Das Anpflanzen und Pflegen von Knöterich ist einfach. Er gedeiht in einer Vielzahl von Böden, benötigt nicht viel Wasser und wächst natürlich.
Kletterrosen
Diese königlichen Blumen gedeihen nicht nur in Beeten und Gärten, sondern schmücken auch Lauben, Zäune und Hecken. Rosen sind von unvergleichlicher Schönheit und ziehen alle Blicke auf sich. Die große Sortenvielfalt ermöglicht eine breite Palette an Pflanzfarben, von dezenten Tönen bis hin zu marmorierten und leuchtenden Nuancen. Darüber hinaus unterscheiden sich die Blütenstände in Form und Größe der Knospen.
Bei richtiger Pflege können Rosentriebe bis zu 10 Meter lang werden. Sie biegen sich leicht, da ihre Stängel zwar widerstandsfähig, aber dennoch robust sind. Die Pflege von Kletterrosen ist nicht einfach. Die Temperatur spielt dabei eine entscheidende Rolle. Im Winter darf sie nicht unter den Gefrierpunkt fallen, da die Pflanzen sonst absterben. Es ist daher unerlässlich, alle Triebe im Winter mit einem winddichten Vlies abzudecken.

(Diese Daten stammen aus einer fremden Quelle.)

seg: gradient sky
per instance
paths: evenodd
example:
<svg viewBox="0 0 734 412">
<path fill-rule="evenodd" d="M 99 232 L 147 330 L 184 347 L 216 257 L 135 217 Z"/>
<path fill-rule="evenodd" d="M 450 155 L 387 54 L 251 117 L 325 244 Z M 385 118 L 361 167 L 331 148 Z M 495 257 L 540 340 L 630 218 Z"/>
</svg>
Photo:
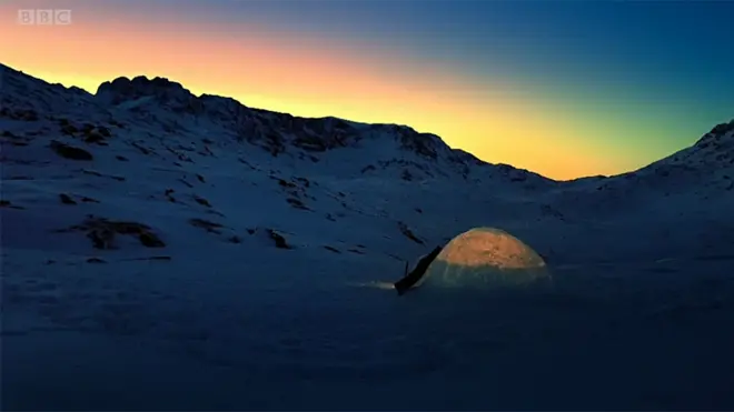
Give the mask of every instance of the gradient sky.
<svg viewBox="0 0 734 412">
<path fill-rule="evenodd" d="M 19 9 L 72 11 L 20 26 Z M 734 118 L 731 1 L 0 0 L 0 62 L 95 92 L 161 76 L 296 115 L 408 124 L 555 179 Z"/>
</svg>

Gießen Sie die Rose, sobald die Erde trocken ist, maximal einmal pro Woche. Für eine üppigere Blüte schneiden Sie die Rose zweimal jährlich während der Ruhephase zurück. Entfernen Sie dabei die meisten Triebe und kürzen Sie die verbleibenden Zweige um die Hälfte. Ein fachgerechter Rückschnitt verjüngt den Strauch und führt zu einer längeren und intensiveren Blüte.
Die Schnittstellen der Triebe werden sofort mit Gartenpech aufgefüllt, um Infektionen vorzubeugen.
Hop
Diese krautige Staude zeichnet sich durch eine Besonderheit aus: Ihre Zweige sterben im Herbst von selbst ab, doch im Frühjahr treiben die Wurzeln wieder aus und bilden neue oberirdische Triebe. Eine ausgewachsene Pflanze erreicht eine Länge von 6–7 Metern. Immergrüner Hopfen trägt im Sommer hellgrüne Zapfen. Diese werden in der Volksmedizin zur Behandlung gynäkologischer Beschwerden und zur Regulierung des Blutdrucks eingesetzt.
Hopfen ist leicht anzubauen. Er breitet sich schnell aus und kann, wenn er nicht beschnitten wird, sogar an ungeeigneten Standorten wachsen. Beim Schneiden ist zu beachten, dass der Saft im Inneren des Hopfens giftig ist. Tragen Sie daher beim Schneiden Handschuhe. Hopfen benötigt hohe Luftfeuchtigkeit und warme Temperaturen, weshalb südliche Regionen als optimale Anbaugebiete gelten.
Alle oben beschriebenen Kletterpflanzen eignen sich zur Begrünung von Gartenpavillons, Maschendrahtzäunen und Zäunen. Das Hinzufügen von Grünpflanzen dient nicht nur der Dekoration, sondern bietet auch Schutz vor Wind und schrägem Regen. Mehrjährige Pflanzen schaffen eine gemütliche Atmosphäre und verströmen einen angenehmen Sommerduft.